SAU CFDD
Mar 292012
 

By Celine Klosterman

Students practice the motions to a song led by keynoter Vince Nims during the Diocese’s of Davenport’s junior high youth rally at Regina Catholic Education Center in Iowa City March 25.

IOWA CITY — For some students who attended the Diocese of Davenport’s junior high youth rally March 25, one of the biggest lessons came from fellow youths.
“This shows you you’re not the only young person when it comes to the Catholic faith,” said John Hammes, a member of St. Mary Parish in Oskaloosa, as he was surrounded by fellow students.
“You can meet lots of new friends. Because you all share the same faith, you know you have something in common,” agreed Collin Lowry of St. Mary’s.
The boys joined about 400 other Catholics at Regina Catholic Education Center for the annual rally, whose theme this year was “Heaven: Planted in Our Hearts.” The event featured two keynote presentations from musician and storyteller Vince Nims, breakout sessions on faith-related topics, Mass, prayer, music from Leap of Faith Ministries, a skit by the Diocesan Youth Ministry Committee (DYMC) and personal testimonies from DYMC members on maintaining and nourishing faith.
In his morning presentation, Nims, who lives in California, told youths that as a high school student he’d hoped to someday play baseball for the Los Angeles Dodgers. But an injury prevented the young adult from making the team at Saint Mary’s College of California, and he felt his dream was crushed. He went into youth ministry instead, and years later accepted an invitation to speak at a Catholic event in Dodger Stadium.
As he prepared to step onto the field, he started crying. “That dream I’d had was coming true, only in a different way,” he said. “God told me, ‘You’re going to do this on my terms, not yours.’”
You may think you have a plan, but God has plans for you, Nims told youths. “Every time we deal with something unexpected, it can draw us closer to the Lord.”
Years ago, he found God in an unexpected encounter between his daughter Veronica and a woman who was wearing a cross and riding public transportation in California.  The woman chatted with Veronica, then 5, and asked for her autograph. The child’s eyes lit up, Nims recalled during his afternoon presentation.

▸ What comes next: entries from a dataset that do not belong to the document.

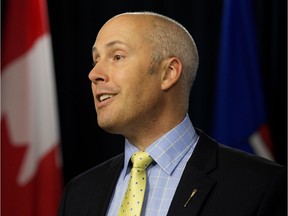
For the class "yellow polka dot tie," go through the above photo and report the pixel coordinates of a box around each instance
[118,151,153,216]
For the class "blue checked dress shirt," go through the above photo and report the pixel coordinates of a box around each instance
[107,114,198,216]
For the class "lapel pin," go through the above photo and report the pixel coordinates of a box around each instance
[184,188,197,208]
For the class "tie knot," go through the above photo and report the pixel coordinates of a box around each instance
[131,151,153,169]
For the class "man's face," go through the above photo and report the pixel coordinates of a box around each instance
[89,16,162,136]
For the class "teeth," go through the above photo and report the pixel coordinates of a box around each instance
[100,94,113,101]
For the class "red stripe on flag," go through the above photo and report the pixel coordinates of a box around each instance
[1,0,49,71]
[1,116,62,216]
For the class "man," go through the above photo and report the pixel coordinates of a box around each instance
[59,12,286,216]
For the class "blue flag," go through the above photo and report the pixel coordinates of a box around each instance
[212,0,273,160]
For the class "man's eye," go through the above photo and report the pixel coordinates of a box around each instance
[92,61,97,67]
[114,55,123,61]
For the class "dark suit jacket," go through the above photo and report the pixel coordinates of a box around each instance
[58,130,287,216]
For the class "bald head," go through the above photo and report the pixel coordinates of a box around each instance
[99,11,199,103]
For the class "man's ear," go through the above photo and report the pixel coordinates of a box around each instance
[161,57,182,90]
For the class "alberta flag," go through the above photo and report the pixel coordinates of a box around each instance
[212,0,274,160]
[1,0,62,216]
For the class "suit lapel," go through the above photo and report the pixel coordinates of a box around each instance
[168,130,218,216]
[88,154,124,216]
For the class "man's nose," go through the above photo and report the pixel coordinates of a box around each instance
[88,62,108,84]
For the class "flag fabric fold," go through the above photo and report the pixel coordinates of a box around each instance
[1,0,62,216]
[212,0,274,160]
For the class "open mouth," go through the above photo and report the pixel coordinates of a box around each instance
[99,94,114,102]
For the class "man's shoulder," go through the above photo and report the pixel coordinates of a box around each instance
[71,153,124,184]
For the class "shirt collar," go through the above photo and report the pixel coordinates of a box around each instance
[123,114,198,178]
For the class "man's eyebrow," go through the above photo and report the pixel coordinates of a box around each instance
[92,40,128,55]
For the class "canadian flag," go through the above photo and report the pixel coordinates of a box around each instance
[1,0,62,216]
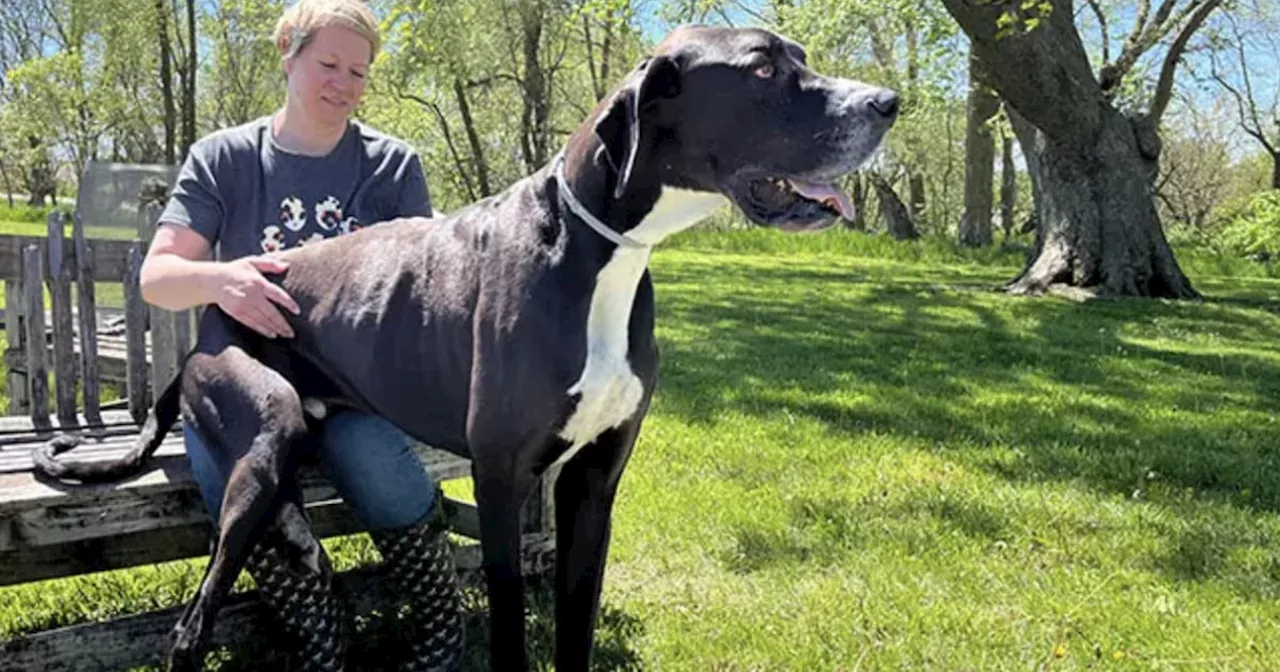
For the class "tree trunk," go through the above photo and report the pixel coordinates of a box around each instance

Musician and storyteller Vince Nims shows students the motions to a song during the Diocese’s of Davenport’s junior high youth rally at Regina Catholic Education Center in Iowa City March 25.

“This woman believed that every day, she could make someone else’s life a little better.” Faith isn’t about just you; it’s meant to be shared, he said. “There’s not a time in your life as Catholics that you won’t be asked to love others.”
Nims later shifted gears, telling youths that the most important thing they’d do that day was receive the Eucharist. “That’s the summit of our faith.”
Catholics belong to the oldest Christian church on Earth, he reminded students. “You’re in the place you’re supposed to be.”
In their afternoon breakout session titled “Bear Fruit,” DYMC members Kaitlyn O’Leary and Darcie Farrell told several eighth-graders how to make the most of their membership in the Catholic Church after confirmation. Opportunities for high school students include retreats, service trips, camps, parish youth groups, DYMC, diocesan youth rallies and the National Catholic Youth Conference. Teenagers also may serve as a lector, cantor or eucharistic minister at Mass or as a youth representative on the Diocesan Pastoral Council, O’Leary and Farrell said.
Their session was one of 11 breakouts available on topics including vocations, bullying, premarital sex, music and women in the Church.
In her breakout session Chris Behnke, a member of St. Ann Parish in Long Grove, told how her family’s farm works to respect God’s gift of animals.

At the diocese’s junior high youth rally March 25, Eva Platz of St. Mary Parish in Solon holds a rabbit during a breakout session presented by a farming family.

Behnke Poultry gives birds space, time outdoors, opportunities to forage and feed that don’t include antibiotics or hormones.
The Lord provided animals for humans’ use, but also gave people the responsibility to care for them properly, she told about 80 youths before letting them pet a chicken, duck and rabbit.
Catholics also must tend to their spiritual wellbeing — through prayer and receiving the sacraments, Bishop Martin Amos said in his homily during Mass. “God has planted in us the seeds for holiness, watered us at baptism and fed us through the Eucharist,” he said. Family, friends and education nourish people, too.
Lauren Helle, a member of St. Peter Parish in Cos­grove, and Megan Graff, a member of St. Mary’s in Oxford, said the rally nourished their faith. “We get to learn about God while having fun,” Megan said.
She said that at home, she wanted to try praying through creating art, which she’d learned about during a breakout session.
Fellow rally participant Morgan Reddy, a member of St. Mary’s in Oskaloosa, said she enjoyed Nims’ presentations and making new friends. “This is my second year coming, and I love it so much. We have so much fun here.”